Reduced Contractility

We reduce the contractile function of the left ventricle and intraventricular septum by 40%.

# get reference sfact values for the left ventricle and intraventricular septum
model = VanOsta2024() 

sfact_lv = model['Patch']['Sf_act']['pLv0']
sfact_sv = model['Patch']['Sf_act']['pSv0']
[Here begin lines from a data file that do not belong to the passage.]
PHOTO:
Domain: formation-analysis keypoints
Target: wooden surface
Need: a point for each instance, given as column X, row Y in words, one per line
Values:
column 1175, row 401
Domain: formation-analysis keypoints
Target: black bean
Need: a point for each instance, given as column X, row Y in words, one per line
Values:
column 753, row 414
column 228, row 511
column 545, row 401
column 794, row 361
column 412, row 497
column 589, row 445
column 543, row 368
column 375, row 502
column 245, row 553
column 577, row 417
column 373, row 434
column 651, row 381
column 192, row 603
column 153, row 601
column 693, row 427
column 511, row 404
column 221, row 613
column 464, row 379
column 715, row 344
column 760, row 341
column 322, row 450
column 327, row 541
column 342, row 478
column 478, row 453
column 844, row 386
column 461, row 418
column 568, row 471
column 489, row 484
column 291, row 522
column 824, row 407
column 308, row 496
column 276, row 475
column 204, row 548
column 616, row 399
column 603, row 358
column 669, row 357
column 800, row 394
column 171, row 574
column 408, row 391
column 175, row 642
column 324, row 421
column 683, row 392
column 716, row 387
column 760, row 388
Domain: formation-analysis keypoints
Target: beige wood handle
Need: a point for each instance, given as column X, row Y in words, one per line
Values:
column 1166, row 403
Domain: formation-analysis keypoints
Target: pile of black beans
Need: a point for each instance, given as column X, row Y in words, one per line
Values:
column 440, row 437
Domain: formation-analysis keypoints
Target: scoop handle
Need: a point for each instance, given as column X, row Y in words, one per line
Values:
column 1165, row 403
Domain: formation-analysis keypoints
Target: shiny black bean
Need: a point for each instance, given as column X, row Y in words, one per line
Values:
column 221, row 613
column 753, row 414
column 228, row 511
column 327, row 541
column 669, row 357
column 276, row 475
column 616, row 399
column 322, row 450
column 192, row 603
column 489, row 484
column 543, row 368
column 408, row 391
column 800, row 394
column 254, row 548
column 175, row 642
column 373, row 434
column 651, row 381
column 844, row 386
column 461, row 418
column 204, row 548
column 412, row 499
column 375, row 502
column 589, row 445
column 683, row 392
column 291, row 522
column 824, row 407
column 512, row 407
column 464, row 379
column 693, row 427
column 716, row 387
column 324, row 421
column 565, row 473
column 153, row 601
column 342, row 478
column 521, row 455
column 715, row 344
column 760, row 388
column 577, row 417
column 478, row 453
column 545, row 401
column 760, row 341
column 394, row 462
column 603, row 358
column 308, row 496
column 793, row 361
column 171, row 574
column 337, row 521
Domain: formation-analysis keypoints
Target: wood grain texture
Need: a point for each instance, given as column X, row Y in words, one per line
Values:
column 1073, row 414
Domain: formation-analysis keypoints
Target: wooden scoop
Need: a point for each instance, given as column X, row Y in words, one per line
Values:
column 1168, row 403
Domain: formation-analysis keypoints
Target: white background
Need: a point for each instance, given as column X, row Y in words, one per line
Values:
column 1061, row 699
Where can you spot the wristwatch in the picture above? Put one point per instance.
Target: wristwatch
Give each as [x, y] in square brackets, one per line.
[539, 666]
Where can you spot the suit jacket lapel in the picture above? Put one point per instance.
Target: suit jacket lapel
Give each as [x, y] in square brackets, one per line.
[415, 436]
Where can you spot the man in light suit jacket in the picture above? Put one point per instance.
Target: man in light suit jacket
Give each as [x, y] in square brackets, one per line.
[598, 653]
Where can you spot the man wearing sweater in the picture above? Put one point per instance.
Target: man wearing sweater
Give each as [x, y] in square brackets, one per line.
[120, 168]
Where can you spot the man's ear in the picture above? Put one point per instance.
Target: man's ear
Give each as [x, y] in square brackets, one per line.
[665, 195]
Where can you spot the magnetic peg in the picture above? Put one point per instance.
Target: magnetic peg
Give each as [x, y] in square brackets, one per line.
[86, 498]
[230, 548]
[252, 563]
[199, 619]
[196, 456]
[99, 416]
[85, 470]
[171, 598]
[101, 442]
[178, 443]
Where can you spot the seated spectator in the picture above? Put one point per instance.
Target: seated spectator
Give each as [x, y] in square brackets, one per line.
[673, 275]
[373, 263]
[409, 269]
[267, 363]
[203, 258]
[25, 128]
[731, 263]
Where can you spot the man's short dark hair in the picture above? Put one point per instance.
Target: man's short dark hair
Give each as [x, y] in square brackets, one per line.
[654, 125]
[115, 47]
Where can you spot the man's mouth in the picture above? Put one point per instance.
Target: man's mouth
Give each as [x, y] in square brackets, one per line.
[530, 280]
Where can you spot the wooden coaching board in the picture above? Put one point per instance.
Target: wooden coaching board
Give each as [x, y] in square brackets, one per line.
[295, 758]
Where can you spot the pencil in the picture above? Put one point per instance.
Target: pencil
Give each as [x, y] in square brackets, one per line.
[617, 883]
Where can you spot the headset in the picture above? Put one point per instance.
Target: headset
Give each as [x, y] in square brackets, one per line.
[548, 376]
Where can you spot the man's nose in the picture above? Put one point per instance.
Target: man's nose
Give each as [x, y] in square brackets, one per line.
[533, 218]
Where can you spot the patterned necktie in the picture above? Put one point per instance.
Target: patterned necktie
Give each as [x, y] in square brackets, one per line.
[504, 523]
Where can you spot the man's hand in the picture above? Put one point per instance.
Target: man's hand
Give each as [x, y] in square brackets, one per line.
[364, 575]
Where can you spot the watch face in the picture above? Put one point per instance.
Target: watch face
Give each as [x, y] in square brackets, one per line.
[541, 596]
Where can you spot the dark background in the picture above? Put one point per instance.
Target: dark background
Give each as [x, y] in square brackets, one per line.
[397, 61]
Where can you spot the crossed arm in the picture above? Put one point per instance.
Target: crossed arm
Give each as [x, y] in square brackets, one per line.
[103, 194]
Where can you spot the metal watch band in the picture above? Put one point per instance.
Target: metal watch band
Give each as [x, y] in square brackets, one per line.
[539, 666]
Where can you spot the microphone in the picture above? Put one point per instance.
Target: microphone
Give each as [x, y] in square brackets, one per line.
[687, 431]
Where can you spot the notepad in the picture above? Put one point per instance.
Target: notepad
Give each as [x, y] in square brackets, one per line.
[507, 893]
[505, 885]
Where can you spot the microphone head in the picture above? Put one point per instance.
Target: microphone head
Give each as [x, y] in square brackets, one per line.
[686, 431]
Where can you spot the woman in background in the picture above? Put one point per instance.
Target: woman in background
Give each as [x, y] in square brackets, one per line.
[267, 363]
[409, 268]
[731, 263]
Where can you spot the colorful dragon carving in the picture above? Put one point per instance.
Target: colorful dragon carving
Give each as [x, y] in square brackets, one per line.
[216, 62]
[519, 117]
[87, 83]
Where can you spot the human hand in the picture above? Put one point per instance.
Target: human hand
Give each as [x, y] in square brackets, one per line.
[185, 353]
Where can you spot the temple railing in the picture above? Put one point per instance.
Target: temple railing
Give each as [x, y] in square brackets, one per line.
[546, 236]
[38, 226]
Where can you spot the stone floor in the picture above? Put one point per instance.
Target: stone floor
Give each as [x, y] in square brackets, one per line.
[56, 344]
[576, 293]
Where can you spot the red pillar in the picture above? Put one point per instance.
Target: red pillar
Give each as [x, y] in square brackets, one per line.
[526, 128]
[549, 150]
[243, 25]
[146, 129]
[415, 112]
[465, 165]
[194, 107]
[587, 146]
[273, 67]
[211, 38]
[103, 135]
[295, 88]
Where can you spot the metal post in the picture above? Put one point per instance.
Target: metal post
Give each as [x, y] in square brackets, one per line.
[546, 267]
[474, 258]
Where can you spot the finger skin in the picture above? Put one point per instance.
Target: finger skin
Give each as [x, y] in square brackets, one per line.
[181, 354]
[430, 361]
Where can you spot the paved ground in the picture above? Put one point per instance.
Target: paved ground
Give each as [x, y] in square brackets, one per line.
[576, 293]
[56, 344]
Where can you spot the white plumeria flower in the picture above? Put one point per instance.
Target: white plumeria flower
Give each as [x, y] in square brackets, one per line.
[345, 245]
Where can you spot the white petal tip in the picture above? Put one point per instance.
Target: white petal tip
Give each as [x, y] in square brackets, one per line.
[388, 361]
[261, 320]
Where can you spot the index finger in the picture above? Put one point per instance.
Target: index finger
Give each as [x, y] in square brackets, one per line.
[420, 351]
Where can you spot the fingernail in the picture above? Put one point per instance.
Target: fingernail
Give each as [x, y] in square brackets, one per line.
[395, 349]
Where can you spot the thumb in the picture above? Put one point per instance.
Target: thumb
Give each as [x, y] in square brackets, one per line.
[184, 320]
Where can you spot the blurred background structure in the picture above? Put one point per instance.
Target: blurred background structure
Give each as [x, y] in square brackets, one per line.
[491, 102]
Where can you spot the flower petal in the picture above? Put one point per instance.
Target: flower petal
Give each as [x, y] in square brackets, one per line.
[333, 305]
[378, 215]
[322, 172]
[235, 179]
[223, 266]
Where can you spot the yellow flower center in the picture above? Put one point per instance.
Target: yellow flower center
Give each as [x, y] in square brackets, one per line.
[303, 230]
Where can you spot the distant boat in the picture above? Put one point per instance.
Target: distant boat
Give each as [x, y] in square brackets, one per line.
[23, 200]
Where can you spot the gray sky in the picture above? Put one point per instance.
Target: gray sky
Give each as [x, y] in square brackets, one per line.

# reduce the value for sfact to 60% of its inital value
model['Patch']['Sf_act']['pLv0'] = 0.6*sfact_lv
model['Patch']['Sf_act']['pSv0'] = 0.6*sfact_sv

print('The new sfact for the LV and SV equal ', model['Patch']['Sf_act']['pLv0']*1e3, ' kPa and ', 1e3*model['Patch']['Sf_act']['pSv0'], ' kPa respectively.')

# run the model
model.run(stable = True)
The new sfact for the LV and SV equal  72000000.0  kPa and  72000000.0  kPa respectively.
# obtain hemodynamics 

# get all pressure signals 
pressures = model['Cavity']['p'][:, ['cLv', 'La', 'SyArt']]*7.5e-3
p_lv, p_la, p_ao = pressures.T

# get LV and LA volume
volumes = model['Cavity']['V'][:, ['cLv', 'La']]*1e6
V_lv, V_la = volumes.T

# get time
time = model['Solver']['t']*1e3
# plot hemodynamics 

# Plot pressures
ax1.plot(time, p_lv, color = 'darkred', linestyle = '-', label = 'left ventricle')
ax1.plot(time, p_la, color = 'darkred', linestyle = '--', label = 'left atrium')
ax1.plot(time, p_ao, color = 'darkred', linestyle = ':', label = 'aorta')

# Plot volumes
ax2.plot(time, V_lv, color = 'darkred', linestyle = '-', label = 'left ventricle')
ax2.plot(time, V_la, color = 'darkred', linestyle = '--', label = 'left atrium')

# Plot PV loops
ax3.plot(V_lv, p_lv, color = 'darkred', linestyle = '-', label = 'reduced contractility')
ax3.legend()

fig
../../../_images/2837cefd64b9466166bfe2d05118da1689678986145c3a71d12e5786a5f7db35.png

It can be seen that for HFrEF, the LV is dilated and that the EF is reduced.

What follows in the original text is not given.